This Is How You Will Remember Me

By

You will remember the quiet nights. The smoke in the air that enveloped us in the bar where I met you on that first night, timid and nerve-stricken. The way I pressed myself unto my seat. The vibrating melodies coming from the jukebox sitting on my right. $1.00 for 2 songs, it read. You will remember the hesitance in my voice when you asked me about myself, fearing that if I shared too much, I’ll be ardently in love with you by the end of the night. The different shadows enclosing us as if we were the only two people in the bar and everything else, disappearing.

You will remember walking me to my car, crouching in front of the window on the other side.

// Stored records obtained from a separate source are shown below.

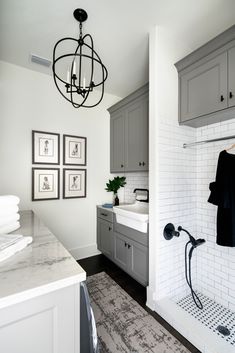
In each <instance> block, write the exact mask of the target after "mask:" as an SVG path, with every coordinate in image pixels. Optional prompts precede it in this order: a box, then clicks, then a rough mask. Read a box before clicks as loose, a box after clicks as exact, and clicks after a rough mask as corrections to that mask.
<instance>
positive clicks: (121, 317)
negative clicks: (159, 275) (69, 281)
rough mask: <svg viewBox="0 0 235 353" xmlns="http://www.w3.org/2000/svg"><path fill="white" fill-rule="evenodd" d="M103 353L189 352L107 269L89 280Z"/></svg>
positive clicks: (171, 352)
mask: <svg viewBox="0 0 235 353" xmlns="http://www.w3.org/2000/svg"><path fill="white" fill-rule="evenodd" d="M87 286H88V290H89V294H90V299H91V305H92V308H93V311H94V315H95V319H96V325H97V331H98V336H99V343H100V353H116V352H118V353H119V352H123V353H190V352H189V350H188V349H186V348H185V347H184V346H183V345H182V344H181V343H180V342H179V341H178V340H177V339H176V338H175V337H174V336H172V335H171V334H170V333H169V332H168V331H167V330H166V329H165V328H164V327H163V326H162V325H161V324H159V323H158V322H157V321H156V320H155V319H154V318H153V317H152V316H151V315H150V314H148V313H147V311H146V310H144V308H142V307H141V306H140V305H139V304H138V303H137V302H136V301H135V300H133V299H132V298H131V297H130V296H129V295H128V294H127V293H126V292H125V291H124V290H123V289H122V288H121V287H119V285H118V284H117V283H116V282H114V281H113V280H112V279H111V278H110V277H109V276H108V275H107V274H106V273H105V272H101V273H98V274H96V275H93V276H91V277H88V279H87Z"/></svg>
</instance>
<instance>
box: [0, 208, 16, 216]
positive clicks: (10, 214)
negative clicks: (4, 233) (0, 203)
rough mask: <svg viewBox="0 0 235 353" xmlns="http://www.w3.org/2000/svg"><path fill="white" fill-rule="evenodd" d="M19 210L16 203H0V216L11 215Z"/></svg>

The way my mouth always reached for yours. The way my fingers combed your hair in your driveway on the side of your house. The moonlight and the stars hovering above us like night-lights. Your breath like smoke rings in your backyard and our bodies, intertwined.

You will remember laughing and how I used humor as a defense mechanism whenever I caught myself feeling too much. The passive gestures we both used whenever we wanted to initiate something but couldn’t. The movie that played on repeat in your room the first time we finally did. You will remember the big tree. The night that turned us both into melodramatic romantics, even though we claimed otherwise.

You will think of poetry and wonder if I ever wrote about you.

You will think of curly hair and timid eyes. Wary like a fearful animal you are too scared to approach. Punk rock and crowd-surfing on a Wednesday and the first time I spent the night. The light from the window in the morning and the glare on your sheets and me, asleep.

You will remember adventure. The way I always talked about wanting to escape. Sometimes, you will remember the sadness in my eyes whenever I brought it up. The way they often wandered and stared off into space. You will remember melancholy and think of the world with me in it as both ambiguously sporadic and empty. You will think of passion and of drowning, realizing that I was both.

You will remember drinking and how I was always two or three ahead of you. All the hidden truth in all the strange things that I said, thinking that sarcasm is the only thing that can shield my twisted frame of mind and turn it into jokes. You will remember the parked car on the side of the street and our bodies drenched in sweat.
Our nights were all booze and foggy windows. Our nights were all secondhand fumes and rambling. Our nights were all scattered hazy fractions of the time we actually spent together.

It will be hard to remember them sometimes.

You will remember me like this. As a fleeting recollection of something too fitful to keep. As a temperamental ocean of sad you eventually drowned in. As the ghost of a person you almost knew, but didn’t. As a flame that grew so quickly, you had to put it out.